The important thing to watch for using this class is the order of names of the libraries in the libraries parameter. Because the loadLibraries method loads them sequentially, it is sensitive to loading order. If library A depends on library B, library B should be loaded before library A.
An alternative to using Hadoop distributed cache is using uber jars. In this case, the Hadoop execution jar (uber jar) will contain all of the executable libraries required by map/reduce execution. Because Hadoop distributes an execution jar to all nodes where execution happens, no additional library distribution mechanism is required. In this case, the only thing that is required is loading native libraries at mapper/reducer startup. You can do this using simple code, as shown in Listing 4-27 (code file:class SharedLibraryLoader).
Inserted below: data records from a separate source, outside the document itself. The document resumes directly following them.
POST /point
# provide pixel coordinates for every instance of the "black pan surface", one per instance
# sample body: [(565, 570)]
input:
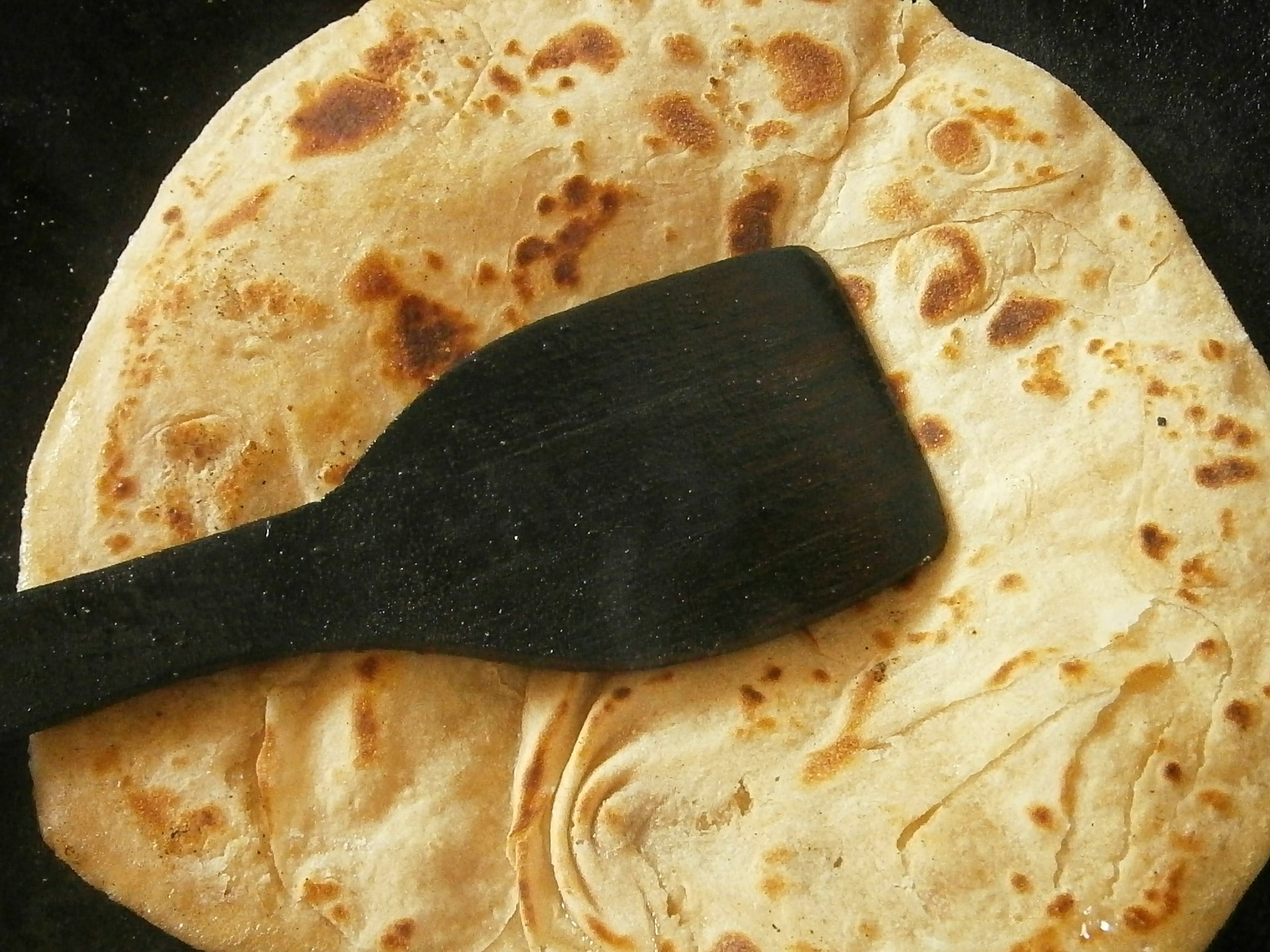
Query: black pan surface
[(98, 98)]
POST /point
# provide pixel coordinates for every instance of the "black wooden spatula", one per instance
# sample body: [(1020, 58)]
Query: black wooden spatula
[(669, 473)]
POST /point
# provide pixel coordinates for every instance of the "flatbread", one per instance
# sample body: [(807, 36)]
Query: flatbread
[(1054, 734)]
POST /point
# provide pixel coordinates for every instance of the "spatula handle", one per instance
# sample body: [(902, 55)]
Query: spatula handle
[(93, 639)]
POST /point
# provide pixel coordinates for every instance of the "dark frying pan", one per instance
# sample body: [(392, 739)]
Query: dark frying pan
[(98, 98)]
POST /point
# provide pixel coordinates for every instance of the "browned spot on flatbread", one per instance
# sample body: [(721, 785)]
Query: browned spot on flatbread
[(1074, 669), (603, 933), (897, 202), (1020, 319), (1002, 122), (683, 48), (955, 286), (958, 145), (1042, 815), (505, 80), (425, 339), (175, 832), (808, 73), (320, 892), (1061, 905), (1227, 428), (194, 442), (734, 942), (1044, 941), (828, 761), (1227, 471), (679, 118), (1241, 714), (933, 433), (374, 280), (1047, 380), (175, 512), (765, 132), (385, 60), (366, 730), (592, 206), (398, 936), (1006, 672), (1228, 530), (586, 44), (1217, 800), (1198, 573), (343, 116), (751, 219), (1162, 903), (860, 292), (1156, 543)]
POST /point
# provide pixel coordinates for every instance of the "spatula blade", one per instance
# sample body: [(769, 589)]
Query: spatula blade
[(669, 473), (675, 471)]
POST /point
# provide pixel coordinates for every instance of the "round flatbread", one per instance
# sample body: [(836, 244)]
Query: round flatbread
[(1053, 735)]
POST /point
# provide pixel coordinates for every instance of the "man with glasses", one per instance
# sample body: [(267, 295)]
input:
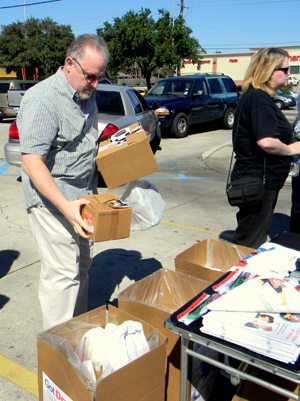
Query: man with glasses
[(59, 136)]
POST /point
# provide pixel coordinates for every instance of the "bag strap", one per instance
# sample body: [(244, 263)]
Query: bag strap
[(232, 153)]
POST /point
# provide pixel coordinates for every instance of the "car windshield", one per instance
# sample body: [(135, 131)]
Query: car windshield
[(109, 102), (27, 85), (174, 87)]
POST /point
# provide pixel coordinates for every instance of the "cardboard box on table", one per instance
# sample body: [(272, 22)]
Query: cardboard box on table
[(210, 259), (154, 299), (128, 162), (141, 380), (107, 222)]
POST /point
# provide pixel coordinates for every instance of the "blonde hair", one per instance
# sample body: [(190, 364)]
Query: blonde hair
[(262, 67)]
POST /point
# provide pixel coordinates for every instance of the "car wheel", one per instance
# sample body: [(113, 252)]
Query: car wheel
[(180, 126), (155, 143), (228, 119)]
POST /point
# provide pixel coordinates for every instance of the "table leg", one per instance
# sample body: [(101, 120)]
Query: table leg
[(183, 369)]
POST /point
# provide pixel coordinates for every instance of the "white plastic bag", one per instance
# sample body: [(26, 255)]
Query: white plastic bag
[(146, 202), (115, 346)]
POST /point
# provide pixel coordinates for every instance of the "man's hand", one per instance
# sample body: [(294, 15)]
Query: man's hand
[(72, 212)]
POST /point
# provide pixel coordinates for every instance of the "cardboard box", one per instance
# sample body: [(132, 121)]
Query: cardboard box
[(210, 259), (141, 380), (107, 222), (154, 299), (134, 159), (248, 391)]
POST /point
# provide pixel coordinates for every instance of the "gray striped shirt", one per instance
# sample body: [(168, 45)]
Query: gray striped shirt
[(52, 124)]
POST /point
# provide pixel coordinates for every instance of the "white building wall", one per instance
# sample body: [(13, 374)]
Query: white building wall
[(235, 64)]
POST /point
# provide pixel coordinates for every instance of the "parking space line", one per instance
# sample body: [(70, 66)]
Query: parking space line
[(187, 227), (18, 375)]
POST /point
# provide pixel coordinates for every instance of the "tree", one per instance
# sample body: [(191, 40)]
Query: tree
[(36, 43), (136, 39)]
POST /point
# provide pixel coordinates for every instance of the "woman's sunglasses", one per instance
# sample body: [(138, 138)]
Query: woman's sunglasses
[(283, 69)]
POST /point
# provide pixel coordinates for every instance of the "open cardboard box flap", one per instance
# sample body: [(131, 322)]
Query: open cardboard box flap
[(122, 164), (139, 380)]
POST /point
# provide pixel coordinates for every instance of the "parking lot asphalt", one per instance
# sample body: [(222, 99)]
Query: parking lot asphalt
[(191, 180)]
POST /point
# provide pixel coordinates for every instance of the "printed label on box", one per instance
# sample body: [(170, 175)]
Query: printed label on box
[(89, 219), (51, 392)]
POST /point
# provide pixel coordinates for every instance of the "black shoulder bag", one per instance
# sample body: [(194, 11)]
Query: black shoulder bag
[(245, 191)]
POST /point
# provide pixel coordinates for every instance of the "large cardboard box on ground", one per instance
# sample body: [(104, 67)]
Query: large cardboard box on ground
[(106, 221), (141, 380), (134, 159), (210, 259), (248, 391), (154, 299)]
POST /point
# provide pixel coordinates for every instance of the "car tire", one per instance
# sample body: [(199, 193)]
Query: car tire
[(155, 143), (180, 126), (228, 119)]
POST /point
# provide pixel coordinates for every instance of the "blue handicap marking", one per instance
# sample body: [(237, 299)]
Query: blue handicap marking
[(179, 175)]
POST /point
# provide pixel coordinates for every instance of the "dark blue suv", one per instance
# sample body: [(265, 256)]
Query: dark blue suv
[(191, 99)]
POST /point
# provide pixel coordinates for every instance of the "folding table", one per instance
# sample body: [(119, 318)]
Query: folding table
[(191, 335)]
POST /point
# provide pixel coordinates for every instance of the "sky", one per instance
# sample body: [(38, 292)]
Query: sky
[(218, 25)]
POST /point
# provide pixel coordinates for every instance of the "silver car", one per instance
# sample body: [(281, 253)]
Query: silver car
[(118, 107)]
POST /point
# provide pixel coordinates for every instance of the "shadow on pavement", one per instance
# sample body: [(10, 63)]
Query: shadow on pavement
[(110, 267), (197, 129), (280, 223), (3, 300), (7, 258)]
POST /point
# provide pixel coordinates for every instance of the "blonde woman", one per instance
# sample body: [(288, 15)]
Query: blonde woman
[(262, 142)]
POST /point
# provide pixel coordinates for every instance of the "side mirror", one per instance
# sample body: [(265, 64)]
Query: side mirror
[(153, 106), (198, 93)]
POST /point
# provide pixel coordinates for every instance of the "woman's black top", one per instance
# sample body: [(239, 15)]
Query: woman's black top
[(257, 117)]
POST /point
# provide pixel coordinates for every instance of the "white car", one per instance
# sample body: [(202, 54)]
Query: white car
[(293, 80), (118, 107)]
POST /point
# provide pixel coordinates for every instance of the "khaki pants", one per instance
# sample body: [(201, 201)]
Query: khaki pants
[(65, 260)]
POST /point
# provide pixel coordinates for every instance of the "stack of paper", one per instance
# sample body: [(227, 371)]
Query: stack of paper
[(256, 306)]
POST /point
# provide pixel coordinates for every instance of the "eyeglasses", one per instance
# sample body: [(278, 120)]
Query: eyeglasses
[(89, 77), (284, 69)]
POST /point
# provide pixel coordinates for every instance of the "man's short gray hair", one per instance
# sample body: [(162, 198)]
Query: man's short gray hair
[(78, 47)]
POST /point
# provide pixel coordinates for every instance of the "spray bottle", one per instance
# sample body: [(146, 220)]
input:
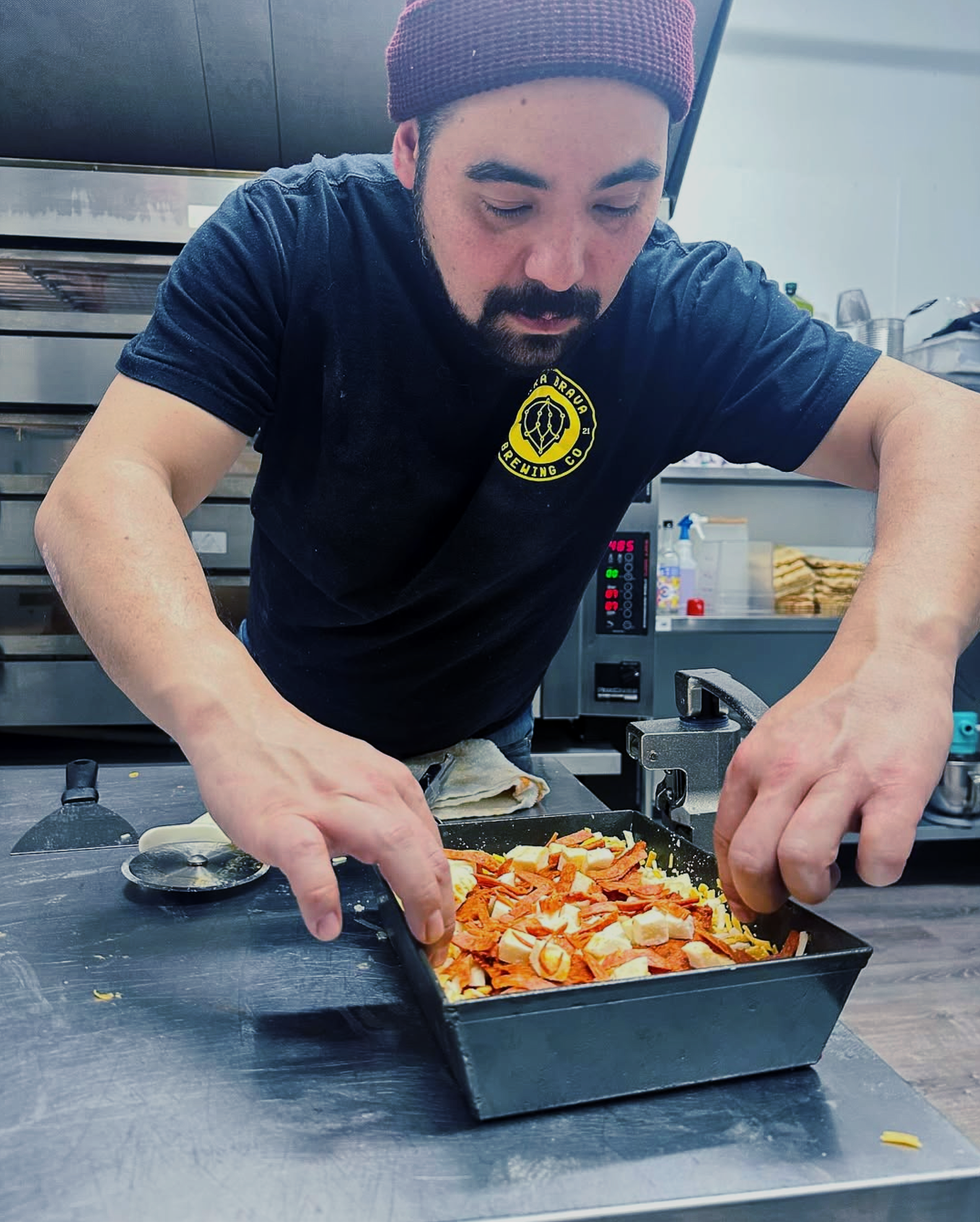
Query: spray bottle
[(687, 563)]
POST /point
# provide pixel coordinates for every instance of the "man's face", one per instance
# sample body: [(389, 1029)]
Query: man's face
[(534, 202)]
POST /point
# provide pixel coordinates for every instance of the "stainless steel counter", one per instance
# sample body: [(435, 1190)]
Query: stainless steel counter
[(242, 1071)]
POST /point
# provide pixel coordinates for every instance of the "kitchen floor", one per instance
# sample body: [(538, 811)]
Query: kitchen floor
[(917, 1003)]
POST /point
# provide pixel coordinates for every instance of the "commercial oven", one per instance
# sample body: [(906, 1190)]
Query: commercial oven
[(129, 132)]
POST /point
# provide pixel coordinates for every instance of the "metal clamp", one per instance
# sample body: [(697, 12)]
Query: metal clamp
[(696, 748)]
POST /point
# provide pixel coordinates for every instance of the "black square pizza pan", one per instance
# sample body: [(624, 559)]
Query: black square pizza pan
[(532, 1051)]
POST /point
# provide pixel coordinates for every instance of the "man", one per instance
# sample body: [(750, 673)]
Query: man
[(460, 364)]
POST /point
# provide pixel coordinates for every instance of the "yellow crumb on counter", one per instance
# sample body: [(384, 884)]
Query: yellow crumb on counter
[(890, 1136)]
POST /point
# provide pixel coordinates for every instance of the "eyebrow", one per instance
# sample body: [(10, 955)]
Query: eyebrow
[(642, 170)]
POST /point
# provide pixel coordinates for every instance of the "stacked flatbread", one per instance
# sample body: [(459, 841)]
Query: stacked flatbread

LISTING 4-27: Loading native libraries from the uber jar
public class SharedLibraryLoader {
private File tempPath;
public SharedLibraryLoader() {
tempPath = Files.createTempDir();
}
private void loadLibrary(String libraryName) throws IOException {
URL url =
this.getClass().getClassLoader()
.getResource(libraryName);
File library = new File(tempPath, libraryName);
FileUtils.copyURLToFile(url, library);
library.setExecutable(true);
System.load(library.getAbsolutePath());
}
}
Here, similar to the distributed cache approach, the order of libraries to load must be known upfront to the requesting application.
When choosing an approach for including non-Java code in a MapReduce implementation, you should weigh implementation simplicity against execution performance. Several publications show that the performance of Java (and, consequently, JNI) surpasses implementations of both Pipes (by roughly a factor of 2) and Streaming (by roughly a factor of 4).
This chapter discussed options for customizing MapReduce implementations to better serve your application needs. You learned how to modify map distribution and executions using custom InputFormats, how to access proprietary data using custom RecordReaders, how to write data in a form that is most appropriate for your applications using custom OutputFormats, how to control reducer execution using custom partitioners, and how to incorporate non-Java code and RecordWriters into your application.
Chapter 5 discusses how to build reliable MapReduce applications.